Помню, когда я вернулся из Петербурга в период оживления Петербурга перед революцией 1905 года, он в тот же день звонил нетерпеливо по телефону, чтобы я как можно скорее, немедленно, сейчас же приехал к нему, что у него важнейшее, безотлагательное дело ко мне. Оказалось, что это важнейшее безотлагательное дело заключалось в том, что он волновался, что ему безотлагательно, сейчас же нужно было знать, что делается в Москве и Петербурге, и не в литературных кругах, о которых раньше он исключительно расспрашивал меня, а и политическом мире, в надвигавшемся революционном движении… И когда мне, не чрезмерно обольщавшемуся всем, что происходило тогда, приходилось вносить некоторый скептицизм, он волновался и нападал на меня с резкими, не сомневающимися, не чеховскими репликами.
– Как вы можете говорить так! – кипятился он. – Разве вы не видите, что все сдвинулось сверху донизу! И общество, и рабочие!.. (А. П. Чехов в воспоминаниях современников. 1986. С. 559, 561, 563–565).
К. С. Станиславский
С самого начала сезона Антон Павлович часто присылал письма то тому, то другому.
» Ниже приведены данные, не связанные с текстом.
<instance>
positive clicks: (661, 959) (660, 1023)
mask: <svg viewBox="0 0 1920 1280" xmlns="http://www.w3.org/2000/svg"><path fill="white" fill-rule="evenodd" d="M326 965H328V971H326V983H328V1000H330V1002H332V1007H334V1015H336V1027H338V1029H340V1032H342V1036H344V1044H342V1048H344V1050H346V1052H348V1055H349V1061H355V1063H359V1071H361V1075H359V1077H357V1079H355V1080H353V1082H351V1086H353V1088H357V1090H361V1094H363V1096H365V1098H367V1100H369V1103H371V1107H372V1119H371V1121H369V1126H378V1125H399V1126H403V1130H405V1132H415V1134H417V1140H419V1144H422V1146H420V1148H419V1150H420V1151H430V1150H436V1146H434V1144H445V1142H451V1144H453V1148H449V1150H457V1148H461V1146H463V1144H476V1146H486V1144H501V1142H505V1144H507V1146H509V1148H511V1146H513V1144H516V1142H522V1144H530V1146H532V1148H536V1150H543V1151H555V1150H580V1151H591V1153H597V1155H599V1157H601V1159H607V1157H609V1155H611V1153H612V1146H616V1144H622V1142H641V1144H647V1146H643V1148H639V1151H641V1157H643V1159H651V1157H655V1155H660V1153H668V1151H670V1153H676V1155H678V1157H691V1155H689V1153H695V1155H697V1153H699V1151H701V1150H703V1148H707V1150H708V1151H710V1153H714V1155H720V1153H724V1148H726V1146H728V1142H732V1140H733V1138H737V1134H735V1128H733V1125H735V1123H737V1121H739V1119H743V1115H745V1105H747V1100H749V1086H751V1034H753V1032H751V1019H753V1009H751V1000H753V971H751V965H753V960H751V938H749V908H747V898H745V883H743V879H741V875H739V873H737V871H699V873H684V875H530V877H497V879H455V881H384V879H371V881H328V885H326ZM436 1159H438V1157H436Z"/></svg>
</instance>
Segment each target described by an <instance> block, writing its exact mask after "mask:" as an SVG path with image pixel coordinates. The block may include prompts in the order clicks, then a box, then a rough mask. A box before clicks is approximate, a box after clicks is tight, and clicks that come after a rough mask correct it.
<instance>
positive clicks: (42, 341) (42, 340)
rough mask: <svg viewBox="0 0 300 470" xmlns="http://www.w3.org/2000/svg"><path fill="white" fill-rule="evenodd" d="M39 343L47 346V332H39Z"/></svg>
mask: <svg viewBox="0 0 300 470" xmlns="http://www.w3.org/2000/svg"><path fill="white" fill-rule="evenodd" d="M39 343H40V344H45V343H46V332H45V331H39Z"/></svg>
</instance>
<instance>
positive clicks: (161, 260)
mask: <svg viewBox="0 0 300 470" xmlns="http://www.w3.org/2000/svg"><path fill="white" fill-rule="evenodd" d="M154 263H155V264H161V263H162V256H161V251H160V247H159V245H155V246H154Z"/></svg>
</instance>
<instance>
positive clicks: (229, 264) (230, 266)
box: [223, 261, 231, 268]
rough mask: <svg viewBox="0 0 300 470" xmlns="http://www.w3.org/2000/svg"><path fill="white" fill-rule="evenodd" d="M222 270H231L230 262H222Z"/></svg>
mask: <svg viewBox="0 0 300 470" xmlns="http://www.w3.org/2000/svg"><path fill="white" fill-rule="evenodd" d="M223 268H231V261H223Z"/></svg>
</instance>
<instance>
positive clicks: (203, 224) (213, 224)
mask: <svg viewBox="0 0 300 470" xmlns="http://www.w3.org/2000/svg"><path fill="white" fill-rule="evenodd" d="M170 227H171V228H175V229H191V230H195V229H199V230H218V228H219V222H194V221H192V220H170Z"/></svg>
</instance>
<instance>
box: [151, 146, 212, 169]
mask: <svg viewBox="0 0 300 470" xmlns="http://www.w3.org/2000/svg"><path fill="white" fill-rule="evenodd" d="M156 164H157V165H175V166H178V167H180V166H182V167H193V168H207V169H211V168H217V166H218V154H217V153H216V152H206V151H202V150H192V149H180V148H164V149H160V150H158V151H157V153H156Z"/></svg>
У всех он просил сведений о жизни театра. Эти несколько строчек Антона Павловича, это его постоянное внимание незаметно для нас оказывали на театр большое влияние, которое мы можем оценить только теперь, после его смерти.
Он интересовался всеми деталями, и особенно, конечно, репертуаром театра. А мы все время подзуживали его на то, чтобы он писал пьесу. Из его писем мы знали, что он пишет из военного быта, знали, что какой-то полк откуда-то куда-то уходит. Но догадаться по коротким, отрывочным фразам, в чем заключается сюжет пьесы, мы не могли. В письмах, как и в своих писаниях, он был скуп на слова. Эти отрывочные фразы, эти клочки его творческих мыслей мы оценили только впоследствии, когда уже узнали самую пьесу.
Ему или не писалось, или, напротив, пьеса была давно уже написана, и он не решался расстаться с ней и заставлял ее вылеживаться в своем столе, но он всячески оттягивал присылку этой пьесы. В виде отговорки он уверял нас, что на свете столько прекрасных пьес, что – надо же ставить Гауптмана, надо, чтобы Гауптман написал еще, а что он же не драматург, и т. д.
Все эти отговорки приводили нас в отчаяние, и мы писали умоляющие письма, чтобы он поскорее прислал пьесу, спасал театр и т. п.
Наконец пришли один или два акта пьесы, написанных знакомым мелким почерком. Мы их с жадностью прочли, но, как всегда бывает со всяким настоящим сценическим произведением, главные его красоты были скрыты при чтении. С двумя актами в руках невозможно было приступить ни к выработке макетов, ни к распределению ролей, ни к какой бы то ни было сценической подготовительной работе. И с тем большей энергией мы стали добиваться остальных двух актов пьесы. Получили мы их не без борьбы.
Наконец Антон Павлович не только согласился прислать пьесу, но привез ее сам.